Watch Now: How to Clean Your Dryer Vent

  • How much should it cost to fix a dryer?

    Dryer repairs are generally somewhere between $100 and $400 on average. The price can vary widely depending on the part that needs repairing and the labor costs in your area.

  • Is it worth repairing a dryer?

    It depends. If your dryer is still within its expected life span and the cost of repairs is less than what it would take to buy a new appliance, it’s probably worth repairing.

  • How many years should a dryer last?

    On average, dryers should last a little over a decade.

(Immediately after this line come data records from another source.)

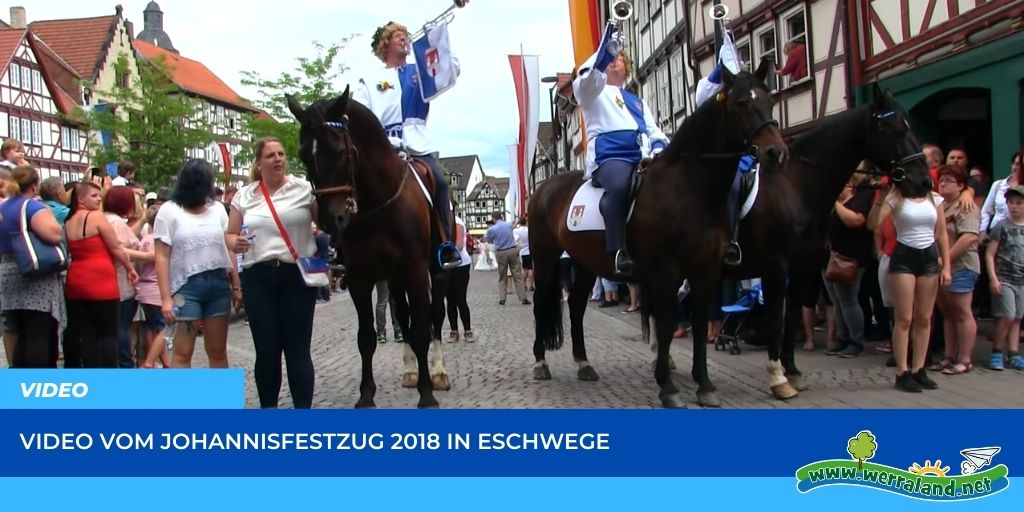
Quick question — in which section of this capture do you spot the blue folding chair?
[715,283,765,355]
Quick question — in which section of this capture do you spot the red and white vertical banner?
[509,55,541,217]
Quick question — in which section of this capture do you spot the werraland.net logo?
[797,430,1010,502]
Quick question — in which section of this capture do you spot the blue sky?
[19,0,572,174]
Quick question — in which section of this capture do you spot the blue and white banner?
[413,23,459,101]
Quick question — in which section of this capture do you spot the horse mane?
[790,103,871,156]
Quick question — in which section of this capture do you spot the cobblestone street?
[211,271,1024,409]
[2,271,1024,409]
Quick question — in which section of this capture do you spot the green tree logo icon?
[846,430,879,471]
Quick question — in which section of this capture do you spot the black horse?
[529,62,787,407]
[288,88,451,408]
[694,86,931,399]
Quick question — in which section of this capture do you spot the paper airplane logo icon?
[961,446,1001,475]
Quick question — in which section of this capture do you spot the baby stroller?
[715,280,765,355]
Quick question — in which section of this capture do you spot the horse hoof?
[697,391,722,409]
[785,374,809,391]
[659,393,686,409]
[577,365,601,382]
[416,396,441,409]
[430,374,452,391]
[534,365,551,381]
[771,382,800,400]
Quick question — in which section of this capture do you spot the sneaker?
[837,343,864,359]
[1010,353,1024,371]
[913,368,939,389]
[896,372,921,393]
[988,352,1004,371]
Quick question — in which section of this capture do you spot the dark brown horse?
[529,63,787,407]
[694,86,931,399]
[288,88,451,408]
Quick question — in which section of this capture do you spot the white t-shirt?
[455,216,473,266]
[230,176,316,268]
[512,225,529,256]
[153,202,231,294]
[886,193,942,249]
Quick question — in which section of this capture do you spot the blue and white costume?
[352,55,460,253]
[572,31,669,267]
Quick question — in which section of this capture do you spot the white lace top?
[153,203,231,294]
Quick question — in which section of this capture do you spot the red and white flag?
[508,55,541,217]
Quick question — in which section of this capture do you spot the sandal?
[942,361,974,375]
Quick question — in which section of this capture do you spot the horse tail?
[534,252,564,350]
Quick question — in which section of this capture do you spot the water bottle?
[164,305,181,352]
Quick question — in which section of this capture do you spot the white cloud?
[23,0,572,178]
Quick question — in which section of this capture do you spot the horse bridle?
[312,116,415,215]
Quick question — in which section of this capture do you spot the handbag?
[825,249,860,286]
[259,181,331,288]
[10,199,68,278]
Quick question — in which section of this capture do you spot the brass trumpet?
[409,0,468,41]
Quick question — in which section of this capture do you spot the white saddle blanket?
[565,179,604,231]
[565,170,761,231]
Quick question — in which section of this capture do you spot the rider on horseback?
[352,22,462,269]
[572,30,669,278]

Proper dryer cleaning and maintenance can extend the dryer’s life.

  • How do you know if your dryer is going bad?

    Unusual noises, clothes that remain wet even after the dry cycle, and unexpected stops during the dry cycle all can be signs that the dryer is going bad. Sometimes it might be an easy fix, such as cleaning out lint. But other times a part might need to be replaced.